Cohen updated the UI Faculty Senate on what university officials think is the outlook for federally-sponsored research, given current recommendations by President Barack Obama and discussions in Congress.
Much of the external funding outlook hinges on the discussion in Congress of discretionary spending versus deficit reduction, Cohen said.
“We're anticipating very difficult two to five years in research funding while the deficit reduction conversation takes place,” he said.
UI researchers and professors pulled in $466.5 million in external funding in 2009-10; 67 percent of the money that supports faculty research and scholarship at the UI comes from federal sources, Cohen said.
Of the federal money, the UI is highly dependent on the National Institutes of Health and the Department of Health and Human Services, with 75 percent of the UI's federal funding coming from those sources, Cohen said.
Looking at Washington's future research priorities for federal funding - the sciences, innovation, energy and climate, among others - UI officials want to focus more on areas where the university has not been as strong or as competitive for federal funding in the past, Cohen said.

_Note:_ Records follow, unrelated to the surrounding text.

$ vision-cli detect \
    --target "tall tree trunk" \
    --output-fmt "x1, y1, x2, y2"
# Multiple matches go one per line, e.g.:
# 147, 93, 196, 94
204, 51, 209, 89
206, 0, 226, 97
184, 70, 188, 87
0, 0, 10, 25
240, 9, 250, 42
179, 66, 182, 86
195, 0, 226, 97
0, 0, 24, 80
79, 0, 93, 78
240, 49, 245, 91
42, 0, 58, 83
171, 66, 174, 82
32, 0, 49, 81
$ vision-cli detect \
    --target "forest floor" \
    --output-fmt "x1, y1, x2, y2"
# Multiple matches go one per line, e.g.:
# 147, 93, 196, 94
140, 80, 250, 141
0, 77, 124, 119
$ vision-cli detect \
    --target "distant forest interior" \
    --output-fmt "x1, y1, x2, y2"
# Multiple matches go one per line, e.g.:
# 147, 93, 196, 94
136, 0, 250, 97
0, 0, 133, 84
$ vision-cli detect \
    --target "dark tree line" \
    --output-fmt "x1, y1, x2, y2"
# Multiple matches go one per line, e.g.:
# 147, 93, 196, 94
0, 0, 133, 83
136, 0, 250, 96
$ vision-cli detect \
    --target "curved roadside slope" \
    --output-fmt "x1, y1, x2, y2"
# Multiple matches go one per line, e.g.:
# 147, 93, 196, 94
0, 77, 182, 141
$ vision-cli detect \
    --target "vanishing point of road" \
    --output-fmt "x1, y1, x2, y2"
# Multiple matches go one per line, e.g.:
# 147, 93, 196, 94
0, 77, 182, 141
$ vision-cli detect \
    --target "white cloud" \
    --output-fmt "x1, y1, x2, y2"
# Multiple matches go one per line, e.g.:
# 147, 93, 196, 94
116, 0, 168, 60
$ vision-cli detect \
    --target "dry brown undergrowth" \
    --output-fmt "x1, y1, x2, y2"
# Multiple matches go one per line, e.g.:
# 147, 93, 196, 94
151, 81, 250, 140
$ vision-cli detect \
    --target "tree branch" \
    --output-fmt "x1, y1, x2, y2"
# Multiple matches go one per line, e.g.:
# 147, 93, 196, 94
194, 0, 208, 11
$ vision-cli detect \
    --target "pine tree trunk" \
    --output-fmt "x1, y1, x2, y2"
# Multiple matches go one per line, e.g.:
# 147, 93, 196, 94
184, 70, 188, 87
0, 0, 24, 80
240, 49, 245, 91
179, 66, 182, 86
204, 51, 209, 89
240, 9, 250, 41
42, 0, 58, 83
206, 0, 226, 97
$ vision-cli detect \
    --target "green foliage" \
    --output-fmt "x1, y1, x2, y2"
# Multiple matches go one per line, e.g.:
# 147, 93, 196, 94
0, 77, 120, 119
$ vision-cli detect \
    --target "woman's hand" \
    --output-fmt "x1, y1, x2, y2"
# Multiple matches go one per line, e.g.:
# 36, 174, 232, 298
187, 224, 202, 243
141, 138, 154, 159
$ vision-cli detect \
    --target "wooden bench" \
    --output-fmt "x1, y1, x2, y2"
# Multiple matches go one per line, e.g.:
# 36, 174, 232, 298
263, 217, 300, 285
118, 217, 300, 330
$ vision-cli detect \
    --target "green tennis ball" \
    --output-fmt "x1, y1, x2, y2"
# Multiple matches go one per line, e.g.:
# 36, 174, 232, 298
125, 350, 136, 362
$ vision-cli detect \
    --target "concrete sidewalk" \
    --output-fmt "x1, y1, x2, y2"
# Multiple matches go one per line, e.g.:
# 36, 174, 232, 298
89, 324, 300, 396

Officials hope to line up grant proposals earlier, so they can go through more vetting given how competitive it is, and do more grant-writing workshops on campus, he said.
“We aren't diversified in our funding and we need to become much more diverse in terms of our sources of federal funding,” he said.
Also at Tuesday's Faculty Senate meeting, it was Ed Dove's last meeting as senate president. Dove, a professor of biomedical engineering, becomes senate past president and Richard Fumerton, a philosophy professor who served the past year as vice president, is the new president. Linda Snetselaar, professor of epidemiology, was elected as vice president for next year, and Christina Bohannan, a law professor, was chosen as secretary.